A concrete development project illustrates the issue particularly clearly. The request was for an LTE-M antenna for a wearable device at 690 MHz, integrated on a PCB measuring 40 × 20 mm². Electrically, that corresponds to roughly λ/10 – the lowest range in the table above.

Impedance matching proved highly complex: multiple reactive stages and components with very tight tolerances were required. The estimated development cost: over €120,000, with limited reproducibility in subsequent production.

The solution was surprisingly straightforward. The PCB size was increased to 50 × 20 mm² – just 10 mm more in length. That puts it at approximately λ/8. The result: the Q-factor dropped by around 50%, the usable bandwidth doubled accordingly, and achieving adequate matching (VSWR < 2:1, a measure of how efficiently a signal is transferred between transmitter and antenna) was projected to require just two reactive stages instead of significantly more. Development costs fell to under €50,000 – with considerably higher manufacturing stability.

Counterstrategy: Adaptive Matching Instead of Rigid Design

Beyond the obvious fix of planning for more space, another approach has established itself in practice: adaptive RF circuits that actively compensate for the shrinking frequency window of small antennas.

One example is the use of the MIPI-RFFE bus (Radio Frequency Front-End, an interface standard developed by the smartphone industry for RF components) in combination with programmable RF switches. One switch handles center frequency adjustment to accommodate the narrowing bandwidth – in up to 15 steps – while a second compensates for impedance drift, which refers to fluctuations in the antenna’s resistive behavior that become especially significant in small designs.

The advantage of this approach: it shifts part of the matching work from static circuit design into software, making the design more robust against manufacturing tolerances. The Chu-Harrington limit is not lifted by this, but its practical consequences become more manageable.

NanoLoop PCB with M.2 card and nRF9151 and “Virtual Plane” via copper foil by Antennity.

What Developers and Product Managers Should Take Away

The Chu-Harrington limit is not an obstacle that better software or more experienced engineers can overcome. It is a physical reality. Several practical conclusions follow from this.

Board size is a cost parameter – a massive one. Anyone who locks in housing dimensions before antenna design has been considered risks six-figure surprises later in the process.

Antenna design belongs in the early product phase. At the latest when form factor and target frequency are defined, an antenna engineer should be involved – not after boards have already been manufactured.

Small geometry changes can have large effects. The practical example shows: 10 mm more in length can mean the difference between a manageable project and one that is prohibitively expensive.

And finally: the theorem applies universally. Whether LTE-M, NB-IoT, 5G NTN, or another radio technology – as soon as the antenna becomes electrically small (ka < 1, where k is the wave number and a is the radius of the smallest enclosing sphere around the antenna), the described laws apply.

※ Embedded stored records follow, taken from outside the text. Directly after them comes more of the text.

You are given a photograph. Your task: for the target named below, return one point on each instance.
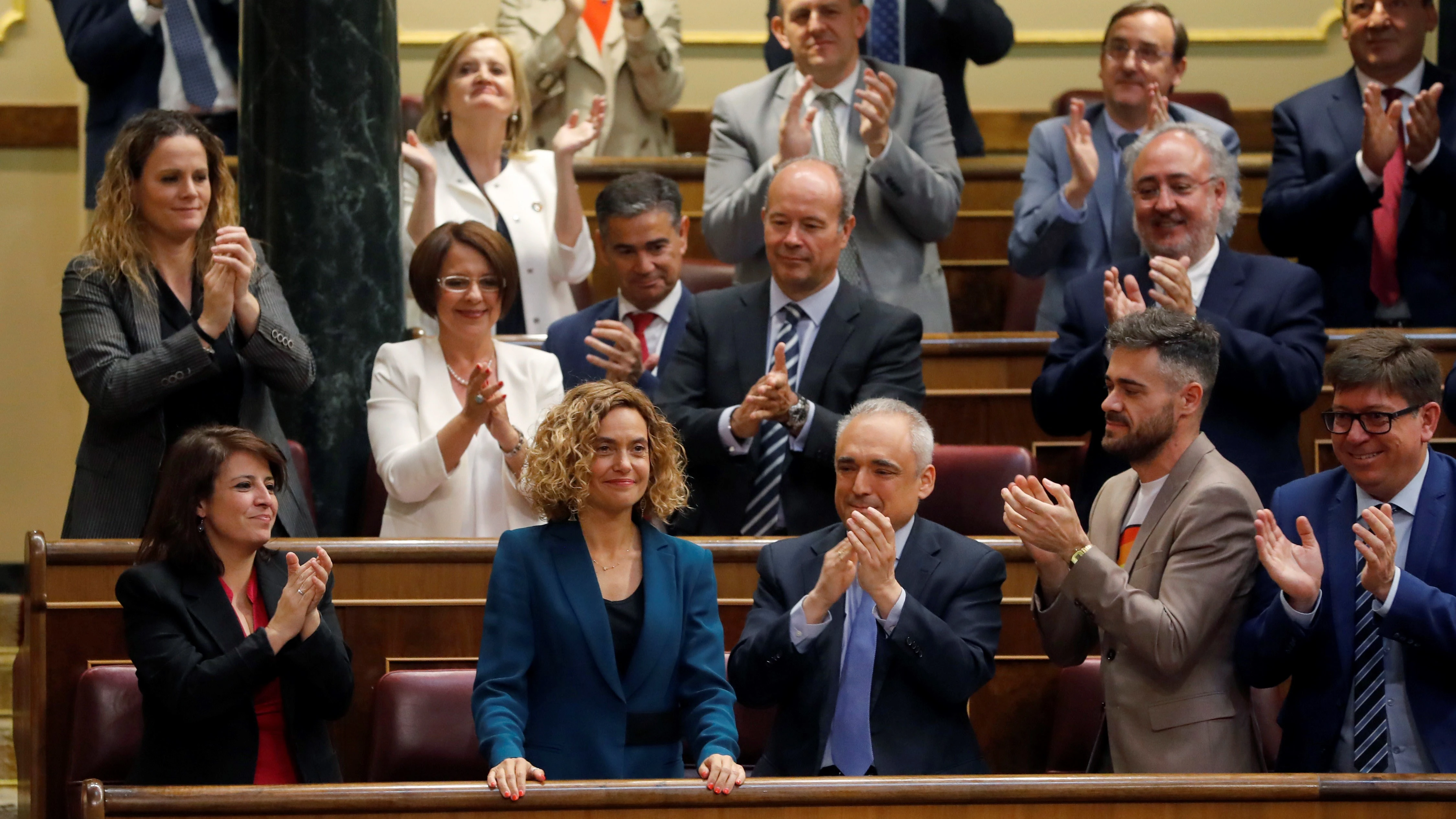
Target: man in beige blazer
(625, 50)
(1164, 575)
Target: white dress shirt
(169, 88)
(802, 631)
(1407, 751)
(656, 333)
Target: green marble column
(319, 186)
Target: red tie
(1387, 221)
(640, 324)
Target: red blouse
(274, 761)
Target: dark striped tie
(187, 49)
(762, 515)
(1372, 735)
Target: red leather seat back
(1076, 718)
(424, 731)
(107, 726)
(1209, 103)
(967, 487)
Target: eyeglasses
(1180, 188)
(1372, 423)
(1117, 51)
(462, 283)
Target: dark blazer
(943, 651)
(548, 686)
(940, 43)
(126, 371)
(1270, 368)
(1272, 649)
(1317, 206)
(865, 349)
(564, 340)
(121, 65)
(199, 677)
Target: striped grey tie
(830, 152)
(1372, 732)
(762, 517)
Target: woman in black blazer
(238, 651)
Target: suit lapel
(660, 613)
(829, 342)
(750, 330)
(568, 552)
(209, 605)
(1177, 482)
(1225, 282)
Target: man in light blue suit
(1074, 215)
(632, 336)
(1356, 602)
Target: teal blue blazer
(548, 687)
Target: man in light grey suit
(1074, 215)
(884, 124)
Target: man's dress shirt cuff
(802, 631)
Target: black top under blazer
(943, 651)
(865, 349)
(199, 675)
(127, 372)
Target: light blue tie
(884, 31)
(187, 49)
(849, 732)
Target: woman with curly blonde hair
(602, 651)
(172, 320)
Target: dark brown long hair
(174, 529)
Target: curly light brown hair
(114, 241)
(435, 126)
(558, 464)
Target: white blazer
(525, 193)
(411, 400)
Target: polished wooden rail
(911, 798)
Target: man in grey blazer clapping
(884, 126)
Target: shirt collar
(1410, 84)
(665, 310)
(816, 305)
(845, 91)
(1405, 499)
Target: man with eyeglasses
(1074, 215)
(1371, 661)
(1365, 165)
(1266, 310)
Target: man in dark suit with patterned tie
(871, 633)
(1365, 171)
(631, 336)
(765, 371)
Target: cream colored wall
(1254, 75)
(41, 218)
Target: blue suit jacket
(1272, 649)
(565, 340)
(548, 687)
(121, 65)
(1044, 244)
(943, 651)
(1317, 206)
(1270, 368)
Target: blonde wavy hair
(114, 243)
(435, 126)
(558, 464)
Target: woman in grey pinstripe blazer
(171, 320)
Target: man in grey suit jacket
(1074, 215)
(892, 138)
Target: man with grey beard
(1267, 313)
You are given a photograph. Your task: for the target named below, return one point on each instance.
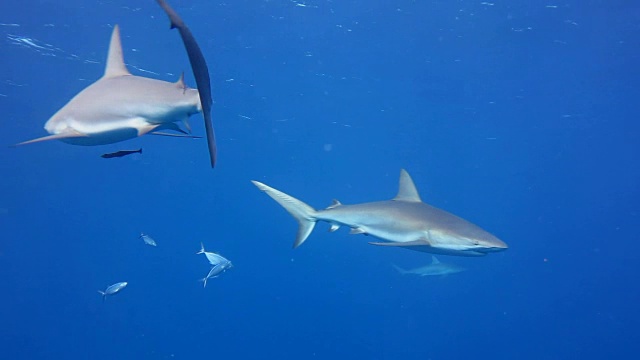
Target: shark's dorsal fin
(407, 190)
(115, 60)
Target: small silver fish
(213, 258)
(147, 239)
(113, 289)
(219, 264)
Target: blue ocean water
(518, 116)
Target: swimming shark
(433, 269)
(121, 106)
(200, 72)
(405, 222)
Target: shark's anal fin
(334, 204)
(403, 244)
(64, 135)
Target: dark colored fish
(200, 72)
(121, 153)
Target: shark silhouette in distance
(405, 222)
(433, 269)
(200, 72)
(121, 106)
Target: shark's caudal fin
(303, 213)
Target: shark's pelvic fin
(407, 190)
(147, 128)
(64, 135)
(115, 60)
(303, 213)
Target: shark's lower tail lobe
(303, 213)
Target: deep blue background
(519, 116)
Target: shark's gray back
(403, 215)
(109, 95)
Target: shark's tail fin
(201, 249)
(303, 213)
(399, 269)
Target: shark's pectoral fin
(64, 135)
(175, 135)
(187, 125)
(403, 244)
(147, 128)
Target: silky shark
(121, 106)
(200, 72)
(433, 269)
(405, 221)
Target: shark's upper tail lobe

Conclusion: Physics Is Not a Negotiating Partner

IoT device miniaturization has made enormous strides in recent years. Chips get smaller, more power-efficient, and more capable. The antenna, however, follows different rules – it is bound to the wavelength of the signal it must radiate, and that wavelength cannot be shortened by better semiconductor processes.

The Chu-Harrington theorem makes this limit quantifiable. Anyone who knows it and factors it into product decisions early can avoid costly detours. Anyone who ignores it pays – potentially with six-figure rework costs and delayed market entry.